WHAT IS the major foreign policy issue now confronting the United States? It is not Bosnia. It is not the Middle East. It is not even China. The major issue is the U.S.-Russian relationship; recent developments show how sensitive it is.
From the Russian viewpoint, the U.S. bombing of Bosnian Serb targets without consulting Moscow was bad enough. But when NATO considered extending its nuclear umbrella to all Eastern European nations admitted to the alliance, it took loud protests from Moscow to put the issue on the back burner until 1997.
Years may pass before Poland, Hungary and other states are admitted. But any notion that these countries can be fobbed off with halfway membership under a "Partnership for Peace" has been discarded. When (not if) they are accepted in NATO, according to the authorities in Brussels, the U.S. will be pledged to come to their aid if they are attacked -- theoretically with nuclear weapons if required.

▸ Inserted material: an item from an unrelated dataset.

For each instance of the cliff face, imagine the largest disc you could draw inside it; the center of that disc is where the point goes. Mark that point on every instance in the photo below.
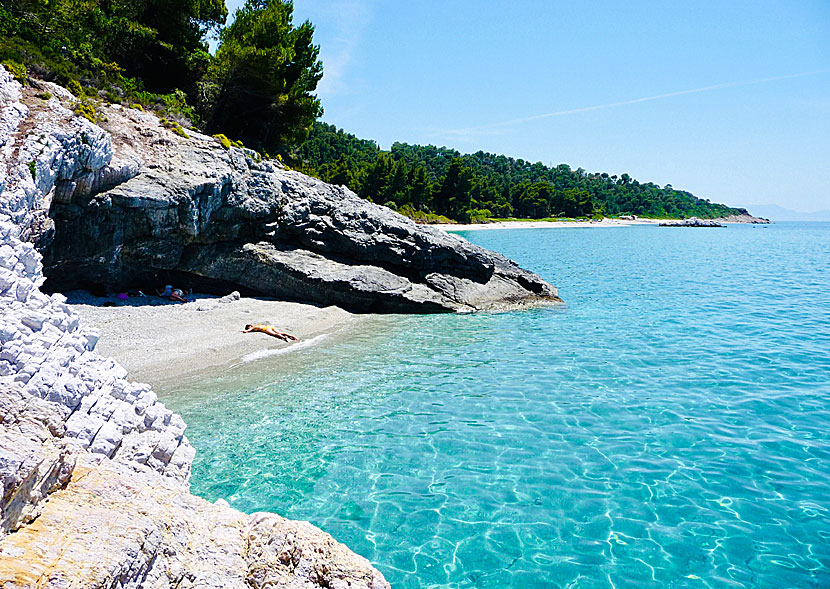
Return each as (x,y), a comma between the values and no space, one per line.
(94,469)
(145,206)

To millions of Russians, this prospect rekindles ancient fears of encirclement. Most pertinently, it gives potent political ammunition to ultra-nationalists eager to replace the government President Boris Yeltsin.
Recent polls show that retired Gen. Alexander Lebed, who has )) warned that the incorporation of Poland in NATO could "provoke a third world war," is more popular than Mr. Yeltsin. With parliamentary elections scheduled in December and a presidential election next June, each Western affront to Russia increases the chances of a more unfriendly government coming to power in Moscow.
These prospects should be uppermost in President Clinton's mind when he meets with Mr. Yeltsin at Hyde Park Oct. 23 and goes to Moscow in April. Both occasions should give Washington a chance to reassess its policies toward Moscow and to calculate whether an expanding NATO is in U.S. strategic interests.
Bosnia now looms as a test case. While the U.S. insists that enforcement of a peace settlement must be under NATO command, Moscow is pushing for an imposing and largely autonomous Russian military role. Clearly, if the two powers that ruled a divided Europe during the Cold War era cannot resolve this dispute, the chances of some kind of renewed division of the continent increase commensurately.
In the end, this nation will have to ask whether it is prepared to go to war for Poland, whether it would unleash nuclear weapons on behalf of Hungary, whether it would provide the funds required for a NATO enlargement and, finally, whether its security lies in friendly or hostile relations with the only nation on Earth that can still blow this country to smithereens.